A temporary calm had returned to Hong Kong Monday Morning, hours after the city stunned its leaders and the world with a second record-breaking protest in a week against a controversial extradition bill with China. Organizers said around 2 million people joined the march, exceeding last week's 1.03 million.
Both worker and student strikes have been called for Monday, and hundreds of protesters were still around central government offices in Admiralty. Protesters have made clear that if the government does not take further action, either with resignations of key officials or fully withdrawing the bill, then they will take to the streets again.
The city's chief executive, Carrie Lam, officially suspended passage of the bill Saturday, following violent clashes between protesters and police earlier in the week. Many had expected the pause and the heavy use of force by police would sap numbers on Sunday.

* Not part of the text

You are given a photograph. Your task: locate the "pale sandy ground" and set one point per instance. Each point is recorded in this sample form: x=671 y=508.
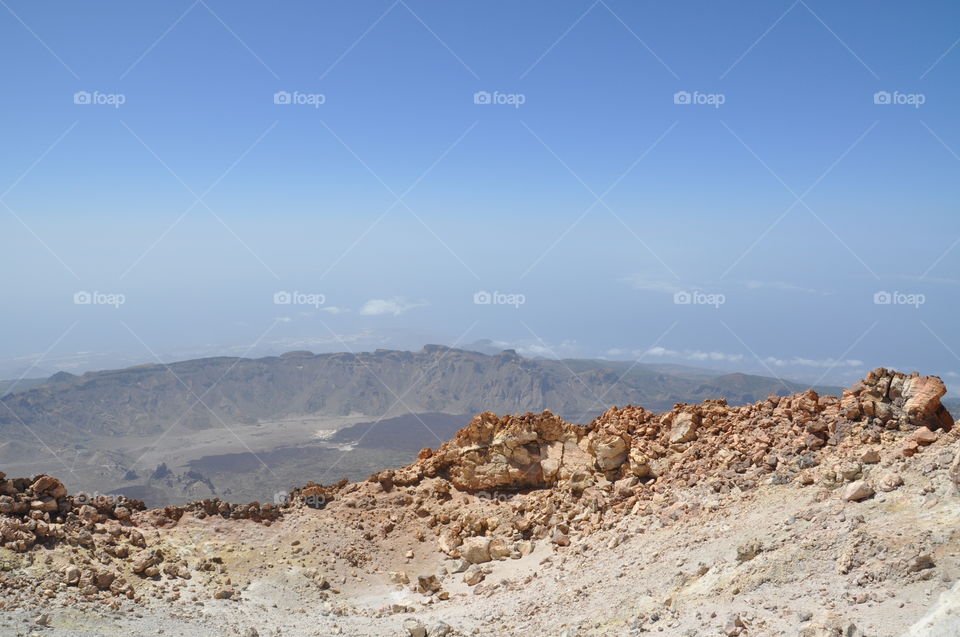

They could not have been more wrong. A sea of black-clad protesters filled the streets between the starting point in Victoria Park and the legislature in Admiralty. It took more than eight hours for the last group of marchers to reach the end point.
Many of those in attendance said they felt compelled to march Sunday after seeing images of bloodied protesters at previous demonstrations.
Police said that 338,000 people followed the protest's original route. At least three additional streets on either side were filled with protesters, however, and overhead photos showed a far larger crowd than last week or a march in 2003, previously the city's largest ever protest under Chinese rule.
The mood on Sunday's march was completely different to the angry and tense scenes on Wednesday, when protesters seized control of key streets around the legislature, holding them until they were cleared by police using tear gas, pepper spray and rubber bullets.
In a clear change in tactics, policing around Sunday's march was nearly invisible. Those officers that could be seen were not dressed in riot gear and mainly kept themselves to directing traffic.
Protesters too did not come geared for trouble, almost none wore face coverings and only a tiny minority had helmets and other protective gear.
In a neat piece of timing that will come as an added blow to Hong Kong's government, pro-democracy icon Joshua Wong walked free from prison Monday, after serving one month of a two month sentence related to protests in 2014.
"It's really good timing to join the fight for freedom and democracy," he told CNN after his release. "Five years ago after the end of the Umbrella Movement, we claimed we would be back. Yesterday two million people came to the streets ... it shows Hong Kong people realize this is a long term battle."
Wong echoed protesters' calls for the city's Beijing-backed leader to resign.
Wong predicted that if the bill is not fully withdrawn and key officials resign, then protests could continue, particularly on July 1, the anniversary of the city's handover from British to Chinese rule and a key annual date for pro-democracy marches.
On Saturday, Lam, the chief executive, said passage of the bill would be suspended and a second reading due to take place this month canceled. There is no timeline for discussions around the bill to resume, Lam said, and she indicated it likely will not pass this year.
Such a delay will likely kill the bill in its current form as 2020 is an election year in Hong Kong and directly-elected pro-government lawmakers have already warned the controversy over the law could cost them their seats.
Speaking to CNN on Monday, Regina Ip, a member of Lam's cabinet, said she had urged the Chief Executive to formally withdraw the bill and apologize for the chaos which has gripped Hong Kong in recent weeks.
"It's not too difficult to submit a resignation letter, I have done that myself ... but it's more difficult to stay behind and take care of the aftermath," Ip said.
Although Hong Kong is part of China, it has a different legal system -- a concept known as "one country, two systems."
Pro-democracy figures said the bill, championed by the pro-Beijing Lam government, would lead to the erosion of civil rights in Hong Kong, including freedom of speech and rule of law.
"We are afraid that we will become a mainland city," lawmaker Fernando Cheung said on Thursday. "We would no longer have rule of law, our own autonomy."
Throughout the debate Lam has maintained that the bill is necessary to ensure that Hong Kong does not become a sanctuary for fugitives running from justice in mainland China.
Hong Kong's legislative council is due to go on summer recess July 20 before beginning again in October.